Maori News & Indigenous Views

Merging ta moko and hindu henna in the USA

2 min read

(Source | Waatea News) A Tainui artist is taking her moko-influenced henna skin art to an international festival at Providence in Rhode Island in the United States.

Rotorua-based artist Gina Wright (Tainui – Ngati Naho) says she’s fascinated with the role played in Hindu culture by henna, which is a natural coolant when applied to the skin.

She says what she calls mehndi moko is an attempt to fuse Hindu and Maori whakaro.

A lot of the symbols carry similar meanings, overall generic meanings also, particularly the koru is very present for the Hindu artform representing new life, growth, healthy development, very similar, Ms Wright says.

According to Maori legend says moko started as a painted artform like henna, and became an incised form after Mataora went into the underworld to win back his wife Niwareka.

Gina who is Maori on her fathers side and Irish on her mothers side understands that her great grandmother was a gypsy believed to be originally from tribes from Rajasthan, India.

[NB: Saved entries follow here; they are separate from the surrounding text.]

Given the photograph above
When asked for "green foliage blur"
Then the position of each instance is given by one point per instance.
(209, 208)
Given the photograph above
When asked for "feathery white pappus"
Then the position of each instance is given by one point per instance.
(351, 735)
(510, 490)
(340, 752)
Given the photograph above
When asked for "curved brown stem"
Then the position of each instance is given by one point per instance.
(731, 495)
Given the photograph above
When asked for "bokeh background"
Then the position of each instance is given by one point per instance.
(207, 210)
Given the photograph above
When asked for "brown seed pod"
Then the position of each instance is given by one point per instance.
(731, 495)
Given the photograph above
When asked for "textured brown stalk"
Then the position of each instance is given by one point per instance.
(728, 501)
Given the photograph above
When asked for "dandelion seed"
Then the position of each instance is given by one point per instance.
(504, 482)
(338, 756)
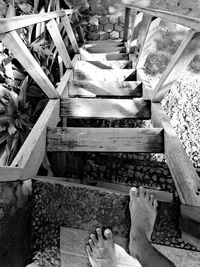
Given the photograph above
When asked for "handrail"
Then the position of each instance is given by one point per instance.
(190, 22)
(14, 23)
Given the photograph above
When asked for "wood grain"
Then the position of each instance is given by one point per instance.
(105, 108)
(95, 88)
(105, 139)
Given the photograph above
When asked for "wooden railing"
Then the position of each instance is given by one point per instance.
(31, 154)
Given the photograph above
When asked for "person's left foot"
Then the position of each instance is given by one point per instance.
(100, 250)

I have always felt an affinity with Indian culture and art and have been practising Mehndi since I was a teen, said Ms Wright.

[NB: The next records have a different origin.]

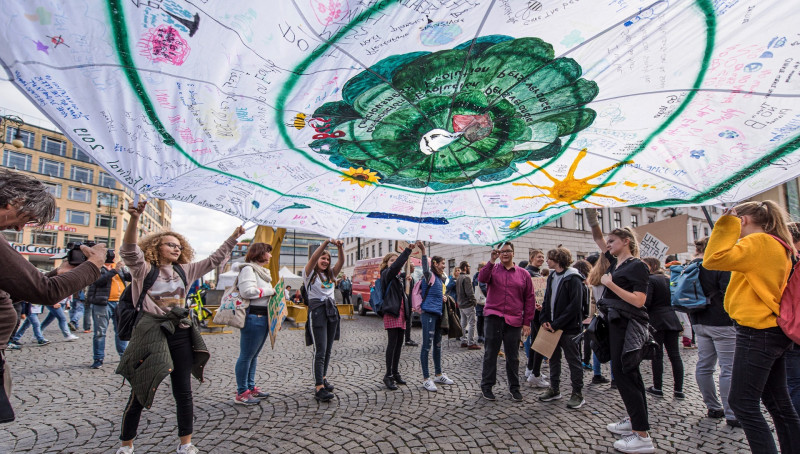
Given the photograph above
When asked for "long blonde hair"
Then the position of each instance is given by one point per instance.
(771, 217)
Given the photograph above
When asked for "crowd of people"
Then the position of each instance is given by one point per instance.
(614, 307)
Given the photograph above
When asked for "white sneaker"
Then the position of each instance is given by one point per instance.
(538, 382)
(443, 380)
(635, 443)
(188, 449)
(621, 428)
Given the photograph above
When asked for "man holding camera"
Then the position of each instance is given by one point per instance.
(103, 296)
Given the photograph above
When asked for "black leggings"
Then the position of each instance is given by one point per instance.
(323, 331)
(668, 340)
(393, 350)
(629, 384)
(180, 348)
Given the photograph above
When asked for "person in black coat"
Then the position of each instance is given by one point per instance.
(668, 330)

She enjoys working with Hindu Council of New Zealand. During the 2009 Deepawali Festival, Gina helped with Mehndi (temporary Henna tattoo) and raised funds for Ekal Vidyalaya. Ekal Vidyalayas are one-teacher schools established in tribal areas of India to bring education and literacy to underprivileged children.

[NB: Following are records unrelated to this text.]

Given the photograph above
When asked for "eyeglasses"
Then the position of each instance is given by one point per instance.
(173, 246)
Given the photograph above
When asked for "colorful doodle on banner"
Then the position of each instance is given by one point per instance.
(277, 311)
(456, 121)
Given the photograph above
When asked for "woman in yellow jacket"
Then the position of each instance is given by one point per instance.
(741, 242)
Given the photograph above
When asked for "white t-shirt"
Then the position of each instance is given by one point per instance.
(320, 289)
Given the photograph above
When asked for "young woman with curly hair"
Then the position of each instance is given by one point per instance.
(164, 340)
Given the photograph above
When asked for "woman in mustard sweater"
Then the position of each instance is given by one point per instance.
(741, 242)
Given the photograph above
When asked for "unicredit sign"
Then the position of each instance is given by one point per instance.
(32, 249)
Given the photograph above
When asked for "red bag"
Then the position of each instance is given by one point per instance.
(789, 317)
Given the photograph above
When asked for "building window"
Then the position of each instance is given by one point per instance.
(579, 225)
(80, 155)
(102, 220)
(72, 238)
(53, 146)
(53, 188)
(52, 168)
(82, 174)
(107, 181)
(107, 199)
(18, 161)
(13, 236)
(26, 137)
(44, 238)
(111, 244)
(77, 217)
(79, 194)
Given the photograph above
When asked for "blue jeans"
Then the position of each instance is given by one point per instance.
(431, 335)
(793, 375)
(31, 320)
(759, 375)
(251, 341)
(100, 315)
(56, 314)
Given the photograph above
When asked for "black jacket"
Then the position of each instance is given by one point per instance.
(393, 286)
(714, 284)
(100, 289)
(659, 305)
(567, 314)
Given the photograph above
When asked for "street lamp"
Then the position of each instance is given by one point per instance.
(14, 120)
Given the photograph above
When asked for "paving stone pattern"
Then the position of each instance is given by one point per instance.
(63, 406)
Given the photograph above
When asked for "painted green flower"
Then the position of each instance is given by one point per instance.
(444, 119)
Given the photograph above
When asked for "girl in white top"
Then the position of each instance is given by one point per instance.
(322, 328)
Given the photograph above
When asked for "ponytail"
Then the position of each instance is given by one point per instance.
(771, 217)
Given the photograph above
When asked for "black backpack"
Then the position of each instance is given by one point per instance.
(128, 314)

Ms Wright, along with Shaloh Mitchell from Ohinemutu village and Dr Guna Magesan, General Secretary of Hindu Council of New Zealand, was one of the members who organised Rotorua Holi Festival earlier this year.

It was during these Holi festivities, that Mehndi and Ta Moko art forms of two cultures were brought together possibly the very first time in New Zealand, instigating a new phrase, Mehndi Moko.

Hindu Council of New Zealand has been promoting inter-cultural exchanges in arts, culture and heritage. Celebrating Hindu festivals such as Deepawali, Holi, Raksha Bandhan on a wider community scale is part of promoting and sharing culture.